A complexity phase transition at the EPR Hamiltonian
For quantum complexity theorists, this provides a complete classification of a broad class of Hamiltonian problems, with a conjectured easy-hard transition point.
The paper classifies 2-local Hamiltonian problems with positive-weight symmetric interactions into three complexity phases: QMA-complete, StoqMA-complete, and a new problem EPR*. It conjectures that EPR* is in BPP, which would mark the transition between easy and hard Hamiltonians.

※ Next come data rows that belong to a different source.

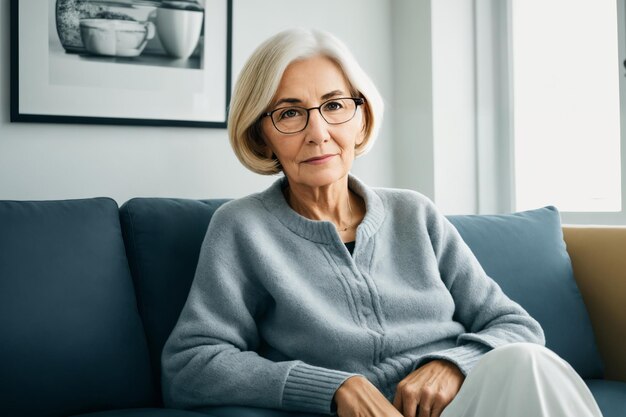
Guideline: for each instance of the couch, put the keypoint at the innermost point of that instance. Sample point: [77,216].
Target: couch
[89,292]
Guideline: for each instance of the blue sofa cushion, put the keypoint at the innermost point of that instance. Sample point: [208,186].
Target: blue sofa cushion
[525,253]
[147,412]
[610,396]
[72,340]
[163,238]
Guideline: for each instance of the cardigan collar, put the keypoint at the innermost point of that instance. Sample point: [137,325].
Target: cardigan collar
[322,231]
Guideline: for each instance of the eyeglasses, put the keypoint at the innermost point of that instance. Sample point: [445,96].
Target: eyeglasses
[294,119]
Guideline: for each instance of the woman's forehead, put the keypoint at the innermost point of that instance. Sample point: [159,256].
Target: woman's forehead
[313,78]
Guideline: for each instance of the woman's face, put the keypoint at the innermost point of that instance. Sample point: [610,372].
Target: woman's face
[322,153]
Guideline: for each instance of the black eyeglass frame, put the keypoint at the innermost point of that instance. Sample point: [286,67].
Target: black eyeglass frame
[358,101]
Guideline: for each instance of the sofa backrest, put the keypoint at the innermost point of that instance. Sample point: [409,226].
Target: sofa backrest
[526,255]
[163,238]
[71,337]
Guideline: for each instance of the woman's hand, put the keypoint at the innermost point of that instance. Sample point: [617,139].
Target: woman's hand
[428,389]
[357,397]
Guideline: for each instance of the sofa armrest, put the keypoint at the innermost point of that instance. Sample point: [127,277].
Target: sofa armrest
[598,257]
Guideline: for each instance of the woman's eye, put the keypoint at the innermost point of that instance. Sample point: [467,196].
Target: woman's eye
[290,113]
[333,105]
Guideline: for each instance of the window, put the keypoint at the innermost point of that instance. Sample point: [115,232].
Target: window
[565,75]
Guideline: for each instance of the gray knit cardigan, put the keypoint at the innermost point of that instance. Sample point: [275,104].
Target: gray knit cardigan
[280,313]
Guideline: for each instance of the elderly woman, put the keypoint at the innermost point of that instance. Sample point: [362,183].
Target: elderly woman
[323,295]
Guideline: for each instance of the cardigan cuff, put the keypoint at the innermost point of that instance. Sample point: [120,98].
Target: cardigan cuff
[311,388]
[465,356]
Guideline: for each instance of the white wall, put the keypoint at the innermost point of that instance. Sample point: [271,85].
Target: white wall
[435,96]
[57,161]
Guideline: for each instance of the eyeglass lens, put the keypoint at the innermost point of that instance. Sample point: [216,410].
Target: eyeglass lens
[294,118]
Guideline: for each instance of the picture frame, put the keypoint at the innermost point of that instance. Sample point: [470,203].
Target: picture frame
[121,62]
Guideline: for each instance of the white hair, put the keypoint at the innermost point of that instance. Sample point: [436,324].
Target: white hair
[259,80]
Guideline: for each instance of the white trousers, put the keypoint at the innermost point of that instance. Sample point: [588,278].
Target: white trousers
[522,380]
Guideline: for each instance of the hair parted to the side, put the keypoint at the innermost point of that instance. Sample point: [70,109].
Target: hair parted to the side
[259,80]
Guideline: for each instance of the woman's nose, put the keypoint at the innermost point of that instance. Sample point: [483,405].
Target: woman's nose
[317,129]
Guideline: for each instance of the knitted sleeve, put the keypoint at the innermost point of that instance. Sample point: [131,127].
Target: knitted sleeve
[490,318]
[210,358]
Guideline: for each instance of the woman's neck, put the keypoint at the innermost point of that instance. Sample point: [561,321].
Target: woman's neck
[334,203]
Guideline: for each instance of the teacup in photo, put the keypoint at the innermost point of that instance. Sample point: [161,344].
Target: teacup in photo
[115,37]
[179,30]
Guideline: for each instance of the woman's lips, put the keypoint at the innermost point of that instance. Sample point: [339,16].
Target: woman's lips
[317,160]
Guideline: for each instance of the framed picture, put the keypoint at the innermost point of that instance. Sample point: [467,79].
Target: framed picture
[131,62]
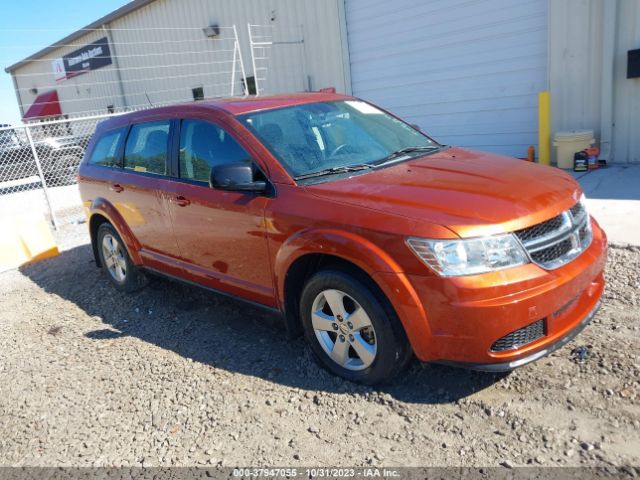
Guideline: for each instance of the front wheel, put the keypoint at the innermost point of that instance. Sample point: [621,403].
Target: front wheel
[353,332]
[124,275]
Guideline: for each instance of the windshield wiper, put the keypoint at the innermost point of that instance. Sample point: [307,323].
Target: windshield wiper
[404,151]
[334,171]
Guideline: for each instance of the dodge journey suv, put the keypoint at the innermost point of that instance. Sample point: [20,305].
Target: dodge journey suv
[372,239]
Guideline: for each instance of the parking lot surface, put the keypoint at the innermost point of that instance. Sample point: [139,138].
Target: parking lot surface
[174,375]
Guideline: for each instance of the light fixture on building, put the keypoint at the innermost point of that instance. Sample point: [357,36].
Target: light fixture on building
[212,31]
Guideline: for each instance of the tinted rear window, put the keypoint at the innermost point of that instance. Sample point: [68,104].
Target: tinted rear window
[105,152]
[146,149]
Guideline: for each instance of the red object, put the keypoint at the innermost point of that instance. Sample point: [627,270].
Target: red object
[245,244]
[45,105]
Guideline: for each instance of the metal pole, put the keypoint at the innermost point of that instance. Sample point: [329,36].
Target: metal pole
[233,70]
[244,74]
[253,62]
[54,221]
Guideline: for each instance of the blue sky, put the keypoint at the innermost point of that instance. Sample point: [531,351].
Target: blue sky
[26,26]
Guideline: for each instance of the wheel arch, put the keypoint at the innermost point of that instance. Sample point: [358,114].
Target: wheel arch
[309,251]
[103,212]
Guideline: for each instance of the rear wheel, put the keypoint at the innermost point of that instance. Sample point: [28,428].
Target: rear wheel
[124,275]
[351,330]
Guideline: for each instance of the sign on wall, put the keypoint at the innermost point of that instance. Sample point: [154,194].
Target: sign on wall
[85,59]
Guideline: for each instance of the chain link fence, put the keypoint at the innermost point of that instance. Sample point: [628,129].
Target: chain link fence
[38,167]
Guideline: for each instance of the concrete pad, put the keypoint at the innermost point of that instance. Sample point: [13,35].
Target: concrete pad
[613,198]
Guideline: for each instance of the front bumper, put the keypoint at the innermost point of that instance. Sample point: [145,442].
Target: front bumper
[508,366]
[456,320]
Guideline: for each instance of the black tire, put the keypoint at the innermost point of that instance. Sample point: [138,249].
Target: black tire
[392,347]
[133,278]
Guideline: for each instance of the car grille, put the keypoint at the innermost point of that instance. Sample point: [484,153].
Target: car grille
[521,337]
[555,242]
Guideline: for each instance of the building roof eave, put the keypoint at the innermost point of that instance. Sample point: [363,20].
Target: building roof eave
[120,12]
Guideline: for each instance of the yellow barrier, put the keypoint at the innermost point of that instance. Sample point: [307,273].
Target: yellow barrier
[544,128]
[25,239]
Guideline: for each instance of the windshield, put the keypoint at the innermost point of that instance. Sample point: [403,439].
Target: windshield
[317,137]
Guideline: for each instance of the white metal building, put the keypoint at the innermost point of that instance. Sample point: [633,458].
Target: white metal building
[156,52]
[467,71]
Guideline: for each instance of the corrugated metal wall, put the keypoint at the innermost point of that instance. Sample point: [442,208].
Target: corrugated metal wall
[626,130]
[162,53]
[88,92]
[468,72]
[588,68]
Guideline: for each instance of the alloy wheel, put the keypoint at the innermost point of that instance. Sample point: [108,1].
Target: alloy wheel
[344,330]
[114,257]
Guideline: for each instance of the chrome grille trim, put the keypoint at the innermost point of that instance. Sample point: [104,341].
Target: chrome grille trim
[557,241]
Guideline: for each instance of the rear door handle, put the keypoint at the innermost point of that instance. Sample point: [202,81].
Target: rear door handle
[181,201]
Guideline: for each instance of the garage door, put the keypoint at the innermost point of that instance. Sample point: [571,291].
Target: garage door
[468,72]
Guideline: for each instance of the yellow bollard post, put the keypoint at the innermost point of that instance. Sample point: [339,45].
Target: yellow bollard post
[544,128]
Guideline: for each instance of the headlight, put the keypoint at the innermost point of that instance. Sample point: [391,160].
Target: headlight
[451,258]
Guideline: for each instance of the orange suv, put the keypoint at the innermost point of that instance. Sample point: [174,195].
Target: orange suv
[372,239]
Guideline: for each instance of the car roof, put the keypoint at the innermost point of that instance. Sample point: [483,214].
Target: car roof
[232,106]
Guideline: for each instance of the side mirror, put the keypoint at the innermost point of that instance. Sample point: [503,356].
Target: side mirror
[235,177]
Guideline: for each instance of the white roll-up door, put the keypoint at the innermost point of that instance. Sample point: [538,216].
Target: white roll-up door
[466,71]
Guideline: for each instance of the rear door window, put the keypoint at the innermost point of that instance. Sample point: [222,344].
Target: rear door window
[106,151]
[146,148]
[203,145]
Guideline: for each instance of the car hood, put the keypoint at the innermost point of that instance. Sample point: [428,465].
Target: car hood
[471,193]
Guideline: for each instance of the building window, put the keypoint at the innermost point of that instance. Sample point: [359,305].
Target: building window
[198,93]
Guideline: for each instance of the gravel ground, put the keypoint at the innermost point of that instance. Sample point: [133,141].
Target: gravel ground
[176,376]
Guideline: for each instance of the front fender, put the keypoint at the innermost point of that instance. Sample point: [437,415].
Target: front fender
[370,258]
[103,207]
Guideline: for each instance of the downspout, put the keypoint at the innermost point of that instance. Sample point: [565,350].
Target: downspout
[610,15]
[18,96]
[116,64]
[344,44]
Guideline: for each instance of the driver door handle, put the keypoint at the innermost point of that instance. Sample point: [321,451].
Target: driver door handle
[181,201]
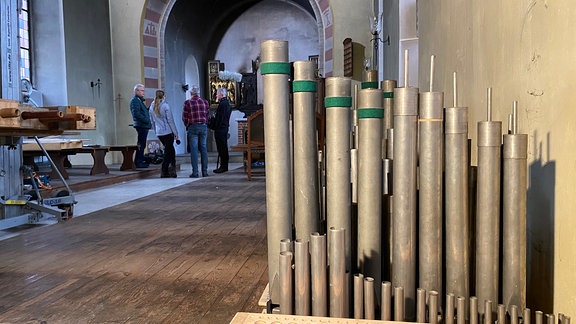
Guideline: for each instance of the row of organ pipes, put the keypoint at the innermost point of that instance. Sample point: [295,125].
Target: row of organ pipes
[400,198]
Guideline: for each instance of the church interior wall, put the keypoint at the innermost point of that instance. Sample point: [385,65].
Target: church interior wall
[520,50]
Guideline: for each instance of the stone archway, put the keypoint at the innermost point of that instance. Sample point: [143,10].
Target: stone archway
[154,25]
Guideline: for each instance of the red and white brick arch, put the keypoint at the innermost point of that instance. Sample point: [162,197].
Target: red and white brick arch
[154,23]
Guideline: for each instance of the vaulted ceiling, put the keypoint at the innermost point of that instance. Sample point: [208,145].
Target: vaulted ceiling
[210,19]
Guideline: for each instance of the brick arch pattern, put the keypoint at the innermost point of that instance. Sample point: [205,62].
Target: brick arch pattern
[153,26]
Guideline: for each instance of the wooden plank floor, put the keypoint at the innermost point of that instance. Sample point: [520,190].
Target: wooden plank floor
[192,254]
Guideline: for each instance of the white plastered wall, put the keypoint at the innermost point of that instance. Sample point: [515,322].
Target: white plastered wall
[524,51]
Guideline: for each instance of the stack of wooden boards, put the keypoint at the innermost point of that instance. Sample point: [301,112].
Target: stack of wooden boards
[20,119]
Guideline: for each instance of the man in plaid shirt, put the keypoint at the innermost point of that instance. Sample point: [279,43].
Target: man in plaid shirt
[195,118]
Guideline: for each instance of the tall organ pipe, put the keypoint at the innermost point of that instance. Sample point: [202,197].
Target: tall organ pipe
[318,268]
[286,283]
[404,185]
[306,198]
[420,305]
[488,206]
[354,148]
[399,307]
[358,296]
[338,101]
[514,213]
[275,71]
[433,308]
[369,299]
[431,133]
[338,282]
[456,201]
[387,87]
[370,113]
[386,308]
[301,278]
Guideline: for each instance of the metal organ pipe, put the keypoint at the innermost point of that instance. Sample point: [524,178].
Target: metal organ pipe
[431,133]
[275,71]
[318,268]
[514,212]
[358,296]
[337,277]
[369,299]
[286,283]
[488,206]
[338,160]
[387,87]
[457,234]
[370,113]
[433,307]
[301,278]
[404,200]
[386,308]
[306,197]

We study the computational complexity of 2-local Hamiltonian problems generated by a positive-weight symmetric interaction term, encompassing many canonical problems in statistical mechanics and optimization. We show these problems belong to one of three complexity phases: QMA-complete, StoqMA-complete, and reducible to a new problem we call EPR*. The phases are physically interpretable, corresponding to the energy level ordering of the local term. The EPR* problem is a simple generalization of the EPR problem of King. Inspired by empirically efficient algorithms for EPR, we conjecture that EPR* is in BPP. If true, this would complete the complexity classification of these problems, and imply EPR* is the transition point between easy and hard local Hamiltonians. Our proofs rely on perturbative gadgets. One simple gadget, when recursed, induces a renormalization-group-like flow on the space of local interaction terms. This gives the correct complexity picture, but does not run in polynomial time. To overcome this, we design a gadget based on a large spin chain, which we analyze via the Jordan-Wigner transformation.